More than fifteen years ago researchers at Peter Mac started investigating the concept that cancer cells are addicted to the ability to make ribosomes – cellular factories that make the high levels of proteins required for their growth and survival.

First indications that targeting ribosome production may be a new and important approach for treating cancer came in 2003 and 2004 when Peter Mac researchers in the laboratories of Prof Rick Pearson, Prof Ross Hannan (now at the John Curtin School of Medical Research at Australian National University) and Prof Grant McArthur, published their ground-breaking studies on how a critical protein involved in making ribosomes called RNA polymerase (Pol) I is controlled by cancer-causing molecules.

“At the beginning, the established dogma was that ribosome production was a “housekeeping” process, required by all cells,” reflects Prof Rick Pearson.

“Our studies revealed that cancer cells are actually exquisitely reliant on the ability to make ribosomes and this reliance can be exploited to selectively kill them. This was a ground-breaking finding, identifying a totally new approach to treating cancer.”

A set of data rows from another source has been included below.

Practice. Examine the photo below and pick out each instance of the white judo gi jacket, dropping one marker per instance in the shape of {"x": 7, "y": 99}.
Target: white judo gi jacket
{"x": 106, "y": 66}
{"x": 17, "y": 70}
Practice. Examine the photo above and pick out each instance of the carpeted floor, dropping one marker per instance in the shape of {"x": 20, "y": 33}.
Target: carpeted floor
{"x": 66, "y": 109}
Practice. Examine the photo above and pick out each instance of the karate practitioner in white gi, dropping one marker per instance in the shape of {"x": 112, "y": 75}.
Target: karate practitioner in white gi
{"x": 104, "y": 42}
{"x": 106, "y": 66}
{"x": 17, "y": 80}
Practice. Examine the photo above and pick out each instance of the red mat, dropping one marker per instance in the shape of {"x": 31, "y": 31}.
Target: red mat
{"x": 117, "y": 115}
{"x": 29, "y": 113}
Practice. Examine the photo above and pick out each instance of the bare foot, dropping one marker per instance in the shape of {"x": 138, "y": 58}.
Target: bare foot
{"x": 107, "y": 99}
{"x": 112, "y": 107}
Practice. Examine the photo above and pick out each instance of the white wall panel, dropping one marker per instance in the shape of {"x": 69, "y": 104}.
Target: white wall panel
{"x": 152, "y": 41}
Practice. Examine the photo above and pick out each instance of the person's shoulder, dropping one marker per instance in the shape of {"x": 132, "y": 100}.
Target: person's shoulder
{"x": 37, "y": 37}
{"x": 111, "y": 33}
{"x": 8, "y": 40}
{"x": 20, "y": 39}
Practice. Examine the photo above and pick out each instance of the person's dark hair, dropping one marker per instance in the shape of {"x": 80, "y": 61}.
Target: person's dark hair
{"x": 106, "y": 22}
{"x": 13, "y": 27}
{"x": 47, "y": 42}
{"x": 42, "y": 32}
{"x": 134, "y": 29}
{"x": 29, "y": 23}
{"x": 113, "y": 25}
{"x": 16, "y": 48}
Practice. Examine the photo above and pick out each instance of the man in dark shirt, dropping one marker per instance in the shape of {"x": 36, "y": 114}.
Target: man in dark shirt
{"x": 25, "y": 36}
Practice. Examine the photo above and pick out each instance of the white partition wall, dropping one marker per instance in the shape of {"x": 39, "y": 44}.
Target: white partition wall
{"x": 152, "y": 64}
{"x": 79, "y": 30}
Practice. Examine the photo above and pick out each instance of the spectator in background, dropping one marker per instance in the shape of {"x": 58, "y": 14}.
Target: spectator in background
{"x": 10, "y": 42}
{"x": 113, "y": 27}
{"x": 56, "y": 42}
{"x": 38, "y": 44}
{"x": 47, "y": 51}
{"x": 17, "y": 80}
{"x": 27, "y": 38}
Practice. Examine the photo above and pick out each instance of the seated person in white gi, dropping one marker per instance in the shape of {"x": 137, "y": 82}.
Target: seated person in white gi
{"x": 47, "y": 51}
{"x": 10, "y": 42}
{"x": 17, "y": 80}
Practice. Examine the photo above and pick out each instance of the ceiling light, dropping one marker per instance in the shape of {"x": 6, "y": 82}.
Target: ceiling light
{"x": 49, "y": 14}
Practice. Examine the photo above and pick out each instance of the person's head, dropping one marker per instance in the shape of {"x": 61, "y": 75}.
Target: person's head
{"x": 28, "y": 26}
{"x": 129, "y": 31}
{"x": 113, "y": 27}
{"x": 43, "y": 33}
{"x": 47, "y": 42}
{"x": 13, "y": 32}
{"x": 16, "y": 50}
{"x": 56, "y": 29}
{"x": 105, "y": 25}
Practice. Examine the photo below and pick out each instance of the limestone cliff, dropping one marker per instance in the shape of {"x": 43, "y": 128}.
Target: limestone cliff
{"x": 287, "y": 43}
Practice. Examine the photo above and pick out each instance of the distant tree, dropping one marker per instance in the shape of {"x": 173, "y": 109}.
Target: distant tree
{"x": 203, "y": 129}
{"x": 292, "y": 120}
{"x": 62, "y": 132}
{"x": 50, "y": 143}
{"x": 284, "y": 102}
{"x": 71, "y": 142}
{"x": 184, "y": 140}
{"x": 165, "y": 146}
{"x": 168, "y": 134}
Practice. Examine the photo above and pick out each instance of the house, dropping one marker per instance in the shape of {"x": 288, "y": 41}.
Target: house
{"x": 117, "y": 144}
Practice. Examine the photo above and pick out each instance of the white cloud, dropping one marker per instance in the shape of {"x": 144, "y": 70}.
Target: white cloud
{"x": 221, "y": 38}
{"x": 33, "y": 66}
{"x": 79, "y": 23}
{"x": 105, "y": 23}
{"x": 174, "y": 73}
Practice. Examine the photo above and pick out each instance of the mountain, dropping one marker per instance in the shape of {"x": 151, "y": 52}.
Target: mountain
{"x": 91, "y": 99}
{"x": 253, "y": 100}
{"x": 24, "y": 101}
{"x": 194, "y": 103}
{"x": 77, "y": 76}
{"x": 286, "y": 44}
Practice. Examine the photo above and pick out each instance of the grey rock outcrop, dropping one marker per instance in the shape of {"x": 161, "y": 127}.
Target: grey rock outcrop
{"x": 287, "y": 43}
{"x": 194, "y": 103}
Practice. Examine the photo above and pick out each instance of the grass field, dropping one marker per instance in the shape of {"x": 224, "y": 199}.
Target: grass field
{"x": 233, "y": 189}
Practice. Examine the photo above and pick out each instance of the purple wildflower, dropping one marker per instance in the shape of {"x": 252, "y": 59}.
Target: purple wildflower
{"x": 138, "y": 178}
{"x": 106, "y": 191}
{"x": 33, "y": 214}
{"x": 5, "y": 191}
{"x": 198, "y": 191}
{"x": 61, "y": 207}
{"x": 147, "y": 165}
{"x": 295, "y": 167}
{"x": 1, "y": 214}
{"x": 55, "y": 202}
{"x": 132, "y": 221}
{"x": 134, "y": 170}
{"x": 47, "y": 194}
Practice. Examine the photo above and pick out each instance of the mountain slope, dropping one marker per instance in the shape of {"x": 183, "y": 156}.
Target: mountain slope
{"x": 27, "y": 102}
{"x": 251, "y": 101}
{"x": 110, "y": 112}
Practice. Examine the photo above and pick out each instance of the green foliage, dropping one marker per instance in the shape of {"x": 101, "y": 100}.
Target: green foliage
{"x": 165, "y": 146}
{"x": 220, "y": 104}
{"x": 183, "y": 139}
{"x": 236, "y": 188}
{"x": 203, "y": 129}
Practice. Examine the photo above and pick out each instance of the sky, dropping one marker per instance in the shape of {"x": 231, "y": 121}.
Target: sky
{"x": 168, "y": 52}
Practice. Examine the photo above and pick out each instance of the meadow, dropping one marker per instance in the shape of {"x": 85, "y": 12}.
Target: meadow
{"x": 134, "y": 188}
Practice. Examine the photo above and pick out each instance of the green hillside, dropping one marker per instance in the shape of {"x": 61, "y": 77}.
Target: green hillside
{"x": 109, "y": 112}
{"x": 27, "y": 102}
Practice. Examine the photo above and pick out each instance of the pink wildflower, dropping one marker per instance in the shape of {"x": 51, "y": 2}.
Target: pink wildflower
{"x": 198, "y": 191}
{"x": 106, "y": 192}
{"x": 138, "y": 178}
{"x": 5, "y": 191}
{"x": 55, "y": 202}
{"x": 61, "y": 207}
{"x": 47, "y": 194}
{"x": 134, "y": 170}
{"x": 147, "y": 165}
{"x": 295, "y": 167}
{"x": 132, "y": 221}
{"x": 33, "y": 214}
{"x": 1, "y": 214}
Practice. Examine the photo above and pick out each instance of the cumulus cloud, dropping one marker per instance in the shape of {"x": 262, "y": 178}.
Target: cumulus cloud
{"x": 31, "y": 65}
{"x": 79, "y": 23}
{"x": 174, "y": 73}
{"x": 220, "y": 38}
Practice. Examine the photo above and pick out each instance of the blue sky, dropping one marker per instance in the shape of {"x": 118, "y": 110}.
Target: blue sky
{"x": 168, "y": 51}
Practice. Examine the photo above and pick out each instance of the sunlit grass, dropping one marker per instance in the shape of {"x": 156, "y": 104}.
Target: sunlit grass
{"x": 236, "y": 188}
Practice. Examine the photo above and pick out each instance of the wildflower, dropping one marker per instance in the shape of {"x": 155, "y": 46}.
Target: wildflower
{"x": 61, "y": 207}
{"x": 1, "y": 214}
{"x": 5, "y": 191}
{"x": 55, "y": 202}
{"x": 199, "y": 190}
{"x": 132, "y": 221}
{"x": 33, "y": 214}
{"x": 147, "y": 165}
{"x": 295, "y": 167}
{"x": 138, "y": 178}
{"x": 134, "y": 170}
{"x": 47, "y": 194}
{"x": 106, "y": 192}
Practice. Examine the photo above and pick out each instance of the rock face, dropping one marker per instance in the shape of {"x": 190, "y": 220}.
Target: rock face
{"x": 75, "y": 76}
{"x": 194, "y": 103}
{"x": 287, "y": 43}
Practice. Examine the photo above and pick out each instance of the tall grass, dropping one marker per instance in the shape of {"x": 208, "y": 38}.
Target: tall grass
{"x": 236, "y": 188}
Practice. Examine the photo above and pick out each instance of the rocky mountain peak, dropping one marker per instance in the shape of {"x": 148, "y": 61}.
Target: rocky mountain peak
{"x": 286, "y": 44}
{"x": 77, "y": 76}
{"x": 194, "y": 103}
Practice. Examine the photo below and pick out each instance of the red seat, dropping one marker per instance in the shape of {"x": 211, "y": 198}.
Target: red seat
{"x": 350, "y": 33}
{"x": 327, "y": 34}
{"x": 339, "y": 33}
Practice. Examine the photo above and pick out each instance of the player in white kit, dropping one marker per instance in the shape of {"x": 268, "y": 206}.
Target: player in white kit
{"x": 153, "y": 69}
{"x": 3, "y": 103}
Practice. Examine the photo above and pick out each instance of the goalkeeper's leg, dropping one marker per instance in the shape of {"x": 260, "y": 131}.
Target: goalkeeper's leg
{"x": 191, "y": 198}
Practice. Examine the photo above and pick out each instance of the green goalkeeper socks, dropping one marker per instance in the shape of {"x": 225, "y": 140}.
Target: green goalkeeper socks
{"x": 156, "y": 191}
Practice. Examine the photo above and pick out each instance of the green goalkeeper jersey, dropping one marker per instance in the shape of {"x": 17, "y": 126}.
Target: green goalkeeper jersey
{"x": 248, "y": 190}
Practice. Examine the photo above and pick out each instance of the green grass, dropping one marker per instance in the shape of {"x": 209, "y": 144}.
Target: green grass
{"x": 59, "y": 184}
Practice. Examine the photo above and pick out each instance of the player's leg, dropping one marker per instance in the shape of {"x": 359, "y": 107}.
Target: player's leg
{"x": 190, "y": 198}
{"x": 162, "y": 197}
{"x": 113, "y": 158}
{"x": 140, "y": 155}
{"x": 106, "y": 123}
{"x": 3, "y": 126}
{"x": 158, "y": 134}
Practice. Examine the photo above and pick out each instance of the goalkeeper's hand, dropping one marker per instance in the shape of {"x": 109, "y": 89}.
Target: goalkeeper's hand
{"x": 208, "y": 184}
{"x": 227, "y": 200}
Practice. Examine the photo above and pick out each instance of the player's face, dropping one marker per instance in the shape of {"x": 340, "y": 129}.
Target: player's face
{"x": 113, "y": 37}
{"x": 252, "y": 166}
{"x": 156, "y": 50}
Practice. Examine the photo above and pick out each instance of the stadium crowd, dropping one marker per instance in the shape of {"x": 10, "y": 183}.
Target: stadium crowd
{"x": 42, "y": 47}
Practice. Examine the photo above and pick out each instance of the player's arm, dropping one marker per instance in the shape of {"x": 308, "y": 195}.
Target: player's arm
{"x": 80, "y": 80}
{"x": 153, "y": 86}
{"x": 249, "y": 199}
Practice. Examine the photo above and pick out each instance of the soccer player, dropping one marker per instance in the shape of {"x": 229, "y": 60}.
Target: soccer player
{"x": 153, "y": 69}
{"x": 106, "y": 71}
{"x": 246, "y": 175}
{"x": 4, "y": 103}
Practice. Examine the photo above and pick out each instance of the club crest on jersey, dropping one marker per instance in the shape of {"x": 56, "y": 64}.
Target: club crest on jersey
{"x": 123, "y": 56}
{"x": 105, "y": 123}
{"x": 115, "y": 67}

They used these insights to design new ways of targeting Pol I, including working with a small American biotech company to develop the compound CX-5461, a brand new class of drug that interferes with ribosome production.

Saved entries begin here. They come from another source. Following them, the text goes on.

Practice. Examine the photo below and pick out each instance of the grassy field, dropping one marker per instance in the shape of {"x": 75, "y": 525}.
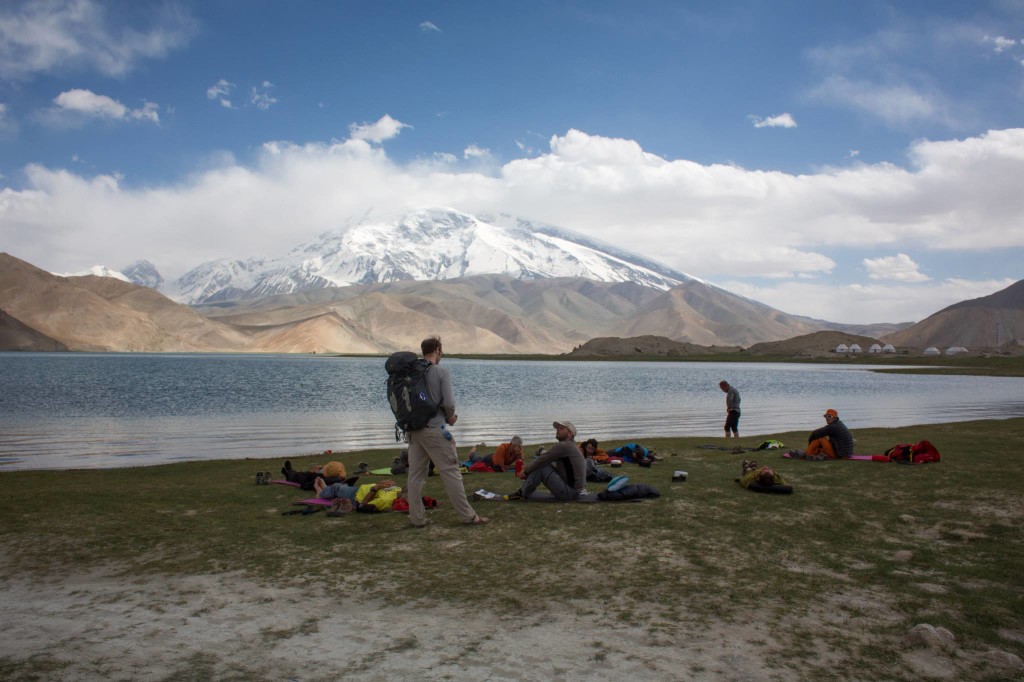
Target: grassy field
{"x": 848, "y": 564}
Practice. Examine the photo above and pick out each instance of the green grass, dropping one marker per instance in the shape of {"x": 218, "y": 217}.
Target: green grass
{"x": 861, "y": 547}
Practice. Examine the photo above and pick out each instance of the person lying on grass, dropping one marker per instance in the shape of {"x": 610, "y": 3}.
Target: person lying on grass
{"x": 762, "y": 479}
{"x": 332, "y": 472}
{"x": 369, "y": 497}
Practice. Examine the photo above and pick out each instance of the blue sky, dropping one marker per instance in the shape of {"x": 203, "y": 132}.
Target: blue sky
{"x": 856, "y": 162}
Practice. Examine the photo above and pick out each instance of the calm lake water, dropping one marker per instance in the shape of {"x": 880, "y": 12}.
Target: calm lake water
{"x": 91, "y": 411}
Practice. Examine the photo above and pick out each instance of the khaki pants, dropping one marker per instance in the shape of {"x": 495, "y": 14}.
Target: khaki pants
{"x": 428, "y": 445}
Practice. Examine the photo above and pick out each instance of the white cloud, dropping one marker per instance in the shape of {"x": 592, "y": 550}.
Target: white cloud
{"x": 85, "y": 103}
{"x": 1000, "y": 43}
{"x": 867, "y": 303}
{"x": 780, "y": 121}
{"x": 261, "y": 96}
{"x": 898, "y": 268}
{"x": 385, "y": 128}
{"x": 474, "y": 152}
{"x": 220, "y": 91}
{"x": 714, "y": 221}
{"x": 42, "y": 37}
{"x": 896, "y": 104}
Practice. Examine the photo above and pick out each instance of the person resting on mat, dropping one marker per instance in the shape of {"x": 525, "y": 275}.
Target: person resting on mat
{"x": 369, "y": 497}
{"x": 504, "y": 457}
{"x": 762, "y": 479}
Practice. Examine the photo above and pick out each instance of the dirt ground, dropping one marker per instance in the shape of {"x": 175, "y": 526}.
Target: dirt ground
{"x": 97, "y": 626}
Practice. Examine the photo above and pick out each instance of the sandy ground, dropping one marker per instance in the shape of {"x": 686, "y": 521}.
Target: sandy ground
{"x": 95, "y": 626}
{"x": 223, "y": 627}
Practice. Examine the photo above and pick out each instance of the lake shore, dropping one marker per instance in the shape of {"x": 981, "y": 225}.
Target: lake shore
{"x": 189, "y": 570}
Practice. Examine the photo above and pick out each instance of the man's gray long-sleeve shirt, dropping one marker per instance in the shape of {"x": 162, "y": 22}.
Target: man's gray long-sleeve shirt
{"x": 439, "y": 385}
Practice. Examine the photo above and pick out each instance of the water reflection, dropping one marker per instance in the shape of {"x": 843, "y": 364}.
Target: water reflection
{"x": 66, "y": 410}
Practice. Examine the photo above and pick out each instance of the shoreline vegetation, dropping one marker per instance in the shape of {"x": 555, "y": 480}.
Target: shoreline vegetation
{"x": 867, "y": 571}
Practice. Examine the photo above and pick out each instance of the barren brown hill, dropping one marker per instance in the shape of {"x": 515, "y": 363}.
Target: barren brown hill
{"x": 811, "y": 345}
{"x": 100, "y": 313}
{"x": 499, "y": 314}
{"x": 988, "y": 322}
{"x": 646, "y": 345}
{"x": 15, "y": 335}
{"x": 698, "y": 313}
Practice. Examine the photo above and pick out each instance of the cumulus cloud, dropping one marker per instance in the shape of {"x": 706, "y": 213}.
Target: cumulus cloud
{"x": 220, "y": 91}
{"x": 898, "y": 268}
{"x": 261, "y": 96}
{"x": 1000, "y": 43}
{"x": 780, "y": 121}
{"x": 42, "y": 37}
{"x": 474, "y": 152}
{"x": 714, "y": 221}
{"x": 377, "y": 132}
{"x": 76, "y": 104}
{"x": 867, "y": 303}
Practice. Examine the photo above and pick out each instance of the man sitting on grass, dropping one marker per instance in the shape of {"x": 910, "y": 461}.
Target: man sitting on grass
{"x": 832, "y": 441}
{"x": 561, "y": 469}
{"x": 504, "y": 457}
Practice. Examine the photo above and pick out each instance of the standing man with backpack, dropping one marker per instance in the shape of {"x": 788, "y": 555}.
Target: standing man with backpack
{"x": 731, "y": 409}
{"x": 434, "y": 443}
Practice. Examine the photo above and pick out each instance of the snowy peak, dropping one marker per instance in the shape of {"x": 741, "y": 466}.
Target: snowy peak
{"x": 143, "y": 273}
{"x": 424, "y": 245}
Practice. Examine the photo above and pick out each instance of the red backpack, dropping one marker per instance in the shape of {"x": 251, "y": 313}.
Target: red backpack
{"x": 920, "y": 453}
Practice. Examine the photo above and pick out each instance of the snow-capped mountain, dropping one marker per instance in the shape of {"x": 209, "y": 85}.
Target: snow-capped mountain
{"x": 97, "y": 270}
{"x": 430, "y": 244}
{"x": 143, "y": 273}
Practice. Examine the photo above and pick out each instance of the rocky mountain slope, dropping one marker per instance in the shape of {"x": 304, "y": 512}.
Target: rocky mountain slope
{"x": 14, "y": 335}
{"x": 989, "y": 322}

In the preclinical laboratory experiments that followed, researchers demonstrated the effectiveness of this approach in animal models of blood cancer. They found that CX-5461 effectively shut down the initial steps of ribosome biogenesis, at the same time switching on stress programs inside cells that caused the cancer cells to ultimately die.

These studies helped to establish an entirely new paradigm for the treatment of cancer and were the basis for the NHMRC funded clinical trial of CX-5461 in patients with refractory blood cancers at Peter Mac.

“We knew that CX-5461 showed great promise as a new anti-cancer therapy in preclinical studies in the lab. This phase I clinical trial builds on this work to prove that the approach can provide clinical benefit to patients while being well-tolerated” says Dr Gretchen Poortinga, co-senior author on the current study who has led the advancement of CX-5461 from the laboratory into the clinic.

The success of the trial reinforces the importance of basic laboratory research in driving advances to cancer treatments, and is a testament to many years of dedication by scientists and clinicians working to see their ideas become reality.

“To see efficacy in heavily pre-treated, refractory patients is a fantastic validation of our approach and the dedication and hard work of our staff”, says Prof Pearson.

Dr Amit Khot, co-first author and Peter Mac consultant haematologist who led the trial, believes that as a first-in-class drug, CX-5461 demonstrates the feasibility of targeting Pol I in patients and reinforces the importance of taking these medicines further in the clinic.

“The next steps for CX-5461 will be to trial it in specific diseases settings where clinical benefit was evident,”says Dr Khot.

“We will leverage the extensive preclinical data now available from our group and others to use CX-5461 in combination with other medicines already in the clinic. We hope that this will offer new treatment options not previously available to people with some hard-to-treat cancers.”